„Het begon in groep 5. Tot die tijd had ik een goede band met mijn klasgenoten. Sommige meiden waren vriendinnen van me. Op het plein liepen we altijd met elkaar, en we spraken ook na schooltijd af. Ik vond het leuk om naar school te gaan.

Maar ineens kwam er een kink in de kabel. Het begon onschuldig, een beetje plagerig. Een paar meiden maakten gekke variaties van mijn naam en riepen die in de pauze naar me. In het begin negeerde ik het, maar het werd steeds erger. Ze begonnen ook dierennamen te gebruiken. Dat moest ik elke pauze aanhoren. De eerste helft van de pauze was er nog geen juf op het plein, dus konden ze hun gang gaan. 

De scheldpartijen deden me pijn, ik begon er last van te krijgen. Van een rustig en lief meisje veranderde ik in een stil en bang kind. In die tijd raakte ik al m’n vriendinnen kwijt, ik kwam alleen te staan.

Vogelvrij

Het bleef niet bij schelden. Mijn pesters gingen steeds verder. Ze pakten bijvoorbeeld mijn tas af, en kieperden hem leeg. Of ze verstopten hem ergens. En als we bij gym trefbal deden, gingen alle ballen op mij. Expres, dat weet ik zeker.

Thuis durfde ik er niets van te zeggen. Omdat ik besefte dat mijn ouders er dan mee naar de juf zouden stappen. Zij ging het waarschijnlijk in de klas bespreken, en hoe zouden mijn pesters daarop reageren? Daar was ik vuurbang voor.

De pauzes op school waren het ergst. Dan was ik vogelvrij, omdat er dus grotendeels geen toezicht was. Het pestgedrag werd steeds fysieker. Soms kwamen mijn vijanden naar me toe, duwden me in een hoekje en trapten en sloegen me. Die klappen en trappen waren het ergste niet, maar het gevoel dat je niets kon beginnen, dat je helemaal alleen stond, dat je overgeleverd was aan mensen die het op je ondergang hadden gemunt.

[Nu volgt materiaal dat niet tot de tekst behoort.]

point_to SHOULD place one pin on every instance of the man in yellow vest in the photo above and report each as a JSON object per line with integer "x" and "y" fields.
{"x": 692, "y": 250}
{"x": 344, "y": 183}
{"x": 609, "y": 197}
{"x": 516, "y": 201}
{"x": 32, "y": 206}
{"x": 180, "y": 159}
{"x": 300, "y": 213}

Op een keer werd er zo hard aan me getrokken dat er een scheur in mijn trui kwam. Tegen de juf zei ik dat ik ergens achter was blijven haken. Toen ik thuiskwam, vroeg mijn moeder waarom m’n trui kapot was. Ik deed nog alsof het een ongelukje was, maar ze had door dat ik iets verzweeg. In tranen heb ik haar verteld dat ik al een halfjaar gepest werd. Ik was helemaal overstuur.

Mijn moeder ging naar de juf en vertelde wat er aan de hand was. Zij reageerde onbegrijpelijk: ze deed alsof ze er niets aan kon doen, alsof het niet haar verantwoordelijkheid was. Mijn moeder stapte naar de directeur, maar hij schoof de verantwoordelijkheid ook een beetje van zich af. Mijn ouders waren woest, en besloten dat ik naar een andere school moest.

Op de nieuwe school ging het een jaar lang heel goed. Tot er in groep 7 een nieuw meisje in de klas kwam. Zo’n populair type waar iedereen bij wilde horen. Maar ze mocht mij niet. Achter mijn rug om zei ze lelijke dingen over me. Haar vriendengroep groeide, en ik kwam weer alleen te staan. Die nieuwe leerling was er amper twee weken, of ik werd weer gepest. Waarom ze mij moesten hebben? Misschien omdat ik een rustige leerling in een verder nogal drukke klas was? Ik was een makkelijk slachtoffer, een makkelijke prooi.

De week nadat het pesten weer was begonnen, voelde ik me ziek. Ik at niet, ik sliep niet, ik kon niets. Voor de mensen thuis deed ik alsof ik griep had, want ik durfde het opnieuw niet tegen mijn moeder te zeggen. Het voelde alsof ik had gefaald, alsof het mijn schuld was dat ik weer gepest werd.

Het pesten ging dit keer ook na schooltijd door. Aan het begin van groep 7 had ik een mobiel gekregen. En mijn voormalige vriendin had m’n nummer blijkbaar aan dat nieuwe meisje gegeven. Die stuurde me allerlei nare berichtjes. Bijvoorbeeld: „Hoi lelijkerd, wanneer ga je een keer nieuwe kleren kopen?” Of: „Zieligerd, jij kunt helemaal niets, en nu ben je ook al je vrienden kwijt. Ik heb echt medelijden met je, haha.” 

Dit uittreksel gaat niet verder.